Abstract: We present Apertus, a fully open suite of large language models (LLMs) designed to address two systemic shortcomings in today’s open model ecosystem: data compliance and multilingual representation. Unlike many prior models that release weights without reproducible data pipelines or regard for content-owner rights, Apertus models are pretrained exclusively on openly available data, retroactively respecting this http URL exclusions and filtering for non-permissive, toxic, and personally identifiable content. To mitigate risks of memorization, we adopt the Goldfish objective during pretraining, strongly suppressing verbatim recall of data while retaining downstream task performance. The Apertus models also expand multilingual coverage, training on 15T tokens from over 1800 languages, with ~40% of pretraining data allocated to non-English content. Released at 8B and 70B scales, Apertus approaches state-of-the-art results among fully open models on multilingual benchmarks, rivalling or surpassing open-weight counterparts. Beyond model weights, we release all scientific artifacts from our development cycle with a permissive license, including data preparation scripts, checkpoints, evaluation suites, and training code, enabling transparent audit and extension.
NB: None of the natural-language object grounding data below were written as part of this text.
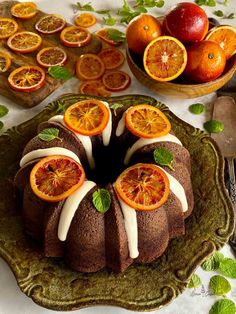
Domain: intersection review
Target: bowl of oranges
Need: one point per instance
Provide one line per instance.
(181, 54)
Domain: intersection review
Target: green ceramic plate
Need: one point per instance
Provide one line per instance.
(52, 285)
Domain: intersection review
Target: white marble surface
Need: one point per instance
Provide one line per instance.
(12, 300)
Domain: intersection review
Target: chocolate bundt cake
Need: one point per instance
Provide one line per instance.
(73, 228)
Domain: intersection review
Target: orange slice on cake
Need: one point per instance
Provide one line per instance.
(143, 186)
(54, 178)
(147, 121)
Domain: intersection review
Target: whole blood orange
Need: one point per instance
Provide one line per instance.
(141, 31)
(206, 61)
(187, 22)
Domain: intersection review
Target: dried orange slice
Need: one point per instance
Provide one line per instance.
(51, 56)
(5, 62)
(24, 42)
(85, 20)
(165, 58)
(54, 178)
(94, 88)
(75, 36)
(143, 186)
(24, 10)
(50, 24)
(27, 79)
(112, 58)
(7, 27)
(116, 81)
(89, 67)
(147, 121)
(225, 36)
(87, 117)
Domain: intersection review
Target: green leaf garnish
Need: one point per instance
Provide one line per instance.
(59, 72)
(213, 262)
(213, 126)
(49, 134)
(228, 267)
(102, 200)
(3, 111)
(219, 285)
(194, 282)
(163, 157)
(197, 108)
(224, 306)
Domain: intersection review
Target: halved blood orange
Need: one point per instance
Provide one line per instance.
(94, 88)
(165, 58)
(75, 36)
(89, 67)
(50, 24)
(24, 10)
(225, 36)
(116, 81)
(147, 121)
(27, 79)
(85, 20)
(24, 42)
(112, 58)
(51, 56)
(143, 186)
(87, 117)
(7, 27)
(5, 61)
(54, 178)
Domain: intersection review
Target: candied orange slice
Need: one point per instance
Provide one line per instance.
(54, 178)
(24, 10)
(147, 121)
(87, 117)
(7, 27)
(165, 58)
(143, 186)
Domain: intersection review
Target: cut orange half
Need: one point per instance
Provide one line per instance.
(225, 36)
(50, 24)
(27, 79)
(24, 10)
(51, 56)
(147, 121)
(89, 67)
(75, 36)
(7, 27)
(143, 186)
(85, 20)
(24, 42)
(87, 117)
(54, 178)
(165, 58)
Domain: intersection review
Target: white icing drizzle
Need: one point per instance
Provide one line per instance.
(70, 206)
(131, 227)
(44, 152)
(146, 141)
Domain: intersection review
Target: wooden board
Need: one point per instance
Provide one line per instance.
(34, 98)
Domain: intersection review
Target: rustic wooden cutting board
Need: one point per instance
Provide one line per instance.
(18, 59)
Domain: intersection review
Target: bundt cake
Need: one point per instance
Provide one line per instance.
(144, 198)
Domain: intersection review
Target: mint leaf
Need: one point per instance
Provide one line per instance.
(213, 262)
(194, 282)
(49, 134)
(228, 267)
(59, 72)
(163, 157)
(102, 200)
(3, 111)
(224, 306)
(219, 285)
(213, 126)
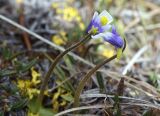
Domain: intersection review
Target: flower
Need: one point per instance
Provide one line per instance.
(112, 37)
(100, 23)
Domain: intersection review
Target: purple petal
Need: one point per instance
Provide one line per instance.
(114, 39)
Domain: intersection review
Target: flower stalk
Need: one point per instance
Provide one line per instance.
(53, 65)
(88, 76)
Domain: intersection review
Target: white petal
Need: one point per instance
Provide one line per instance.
(106, 14)
(95, 15)
(98, 36)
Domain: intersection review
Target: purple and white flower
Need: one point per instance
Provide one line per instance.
(100, 22)
(112, 37)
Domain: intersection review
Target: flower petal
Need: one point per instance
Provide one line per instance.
(107, 15)
(113, 39)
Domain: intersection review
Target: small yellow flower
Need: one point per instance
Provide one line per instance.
(103, 20)
(104, 51)
(35, 76)
(58, 40)
(31, 114)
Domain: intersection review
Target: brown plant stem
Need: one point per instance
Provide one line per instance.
(53, 65)
(88, 76)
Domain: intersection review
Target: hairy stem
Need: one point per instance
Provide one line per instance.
(53, 65)
(88, 76)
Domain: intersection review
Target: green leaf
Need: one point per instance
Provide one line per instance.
(46, 112)
(6, 53)
(34, 105)
(7, 72)
(21, 67)
(67, 97)
(61, 75)
(19, 105)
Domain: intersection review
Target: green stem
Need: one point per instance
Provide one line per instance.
(53, 65)
(88, 76)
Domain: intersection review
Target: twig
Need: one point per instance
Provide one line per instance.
(22, 22)
(81, 108)
(135, 57)
(98, 95)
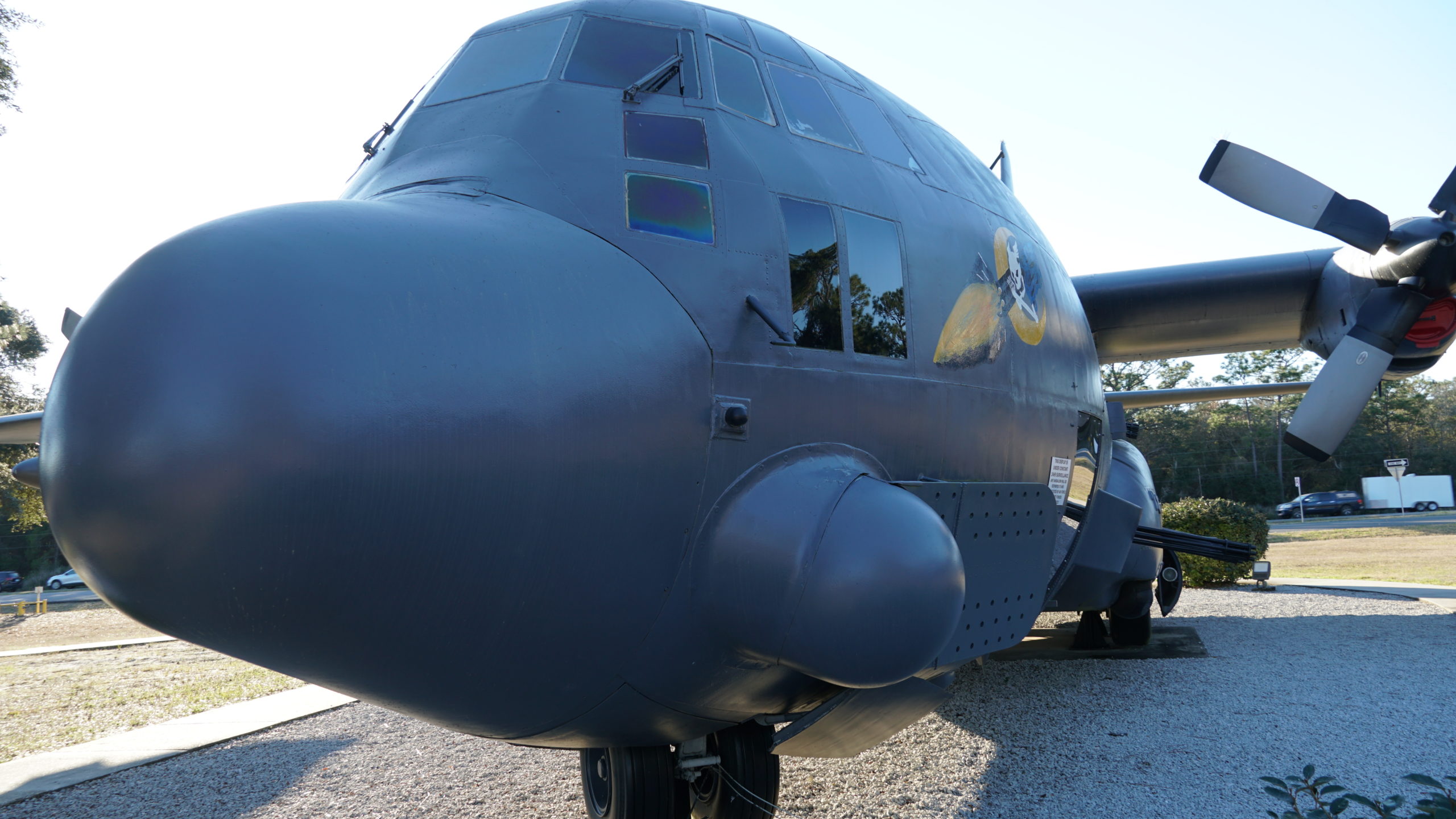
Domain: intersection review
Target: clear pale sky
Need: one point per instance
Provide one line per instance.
(144, 118)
Bio: Imanol Schlag is an AI Research Scientist at the ETH AI Center and co-lead of Apertus developed as part of the Swiss AI Initiative. He began his career with an apprenticeship in informatics at a Swiss bank followed by his military service. He then earned his BSc in Computer Science from FHNW and MSc in Artificial Intelligence with distinction from the University of St Andrews, Scotland. He completed his PhD with distinction at USI/IDSIA under Prof. Jürgen Schmidhuber in 2023, focusing on systematic generalisation of neural networks and fast weight programmers—scalable self-modifying neural architectures (thesis). During his PhD he was invited to join Meta FAIR, Google Research, and Microsoft Research for research internships, where he investigated foundational questions in neural computation, scalable neural network architectures, and LLMs. After his defense He worked with Prof. Thomas Hofmann before moving to the ETHZ AI Center.

Shixiang Shane Gu

Abstract: TBD

Bio: Shixiang Shane Gu is a Senior Staff Research Scientist in Google DeepMind, where he leads the Multilinguality team in Gemini Post-Training. Previously, he was a researcher in the ChatGPT team at OpenAI and an ex-Research Scientist at Google Research, Brain Team and a Visiting Associate Professor (Adjunct Professor) at the University of Tokyo.

Julia Kreutzer

Title: Optimizing Multilinguality Post Training

Abstract: Is multilinguality determined in pretraining? Starting from insights around building Aya Expanse, this talk will provide a few examples of how we can optimize multilinguality post pre-training, with RL, via test-time scaling, and in data distillation or synthetic data generation. We will learn that techniques optimized for English sometimes disappoint, but that there are surprisingly simple and effective tricks to bootstrap multilingual performance, especially when focusing on open-ended tasks.

Bio: Julia Kreutzer is a Senior Research Scientist at Cohere Labs, where she conducts research on multilingual large language models and their evaluation. Previously, she worked on machine translation, in her previous role at Google Translate, and during her PhD at Heidelberg University and in collaborations with grassroots NLP communities for lower-resource languages.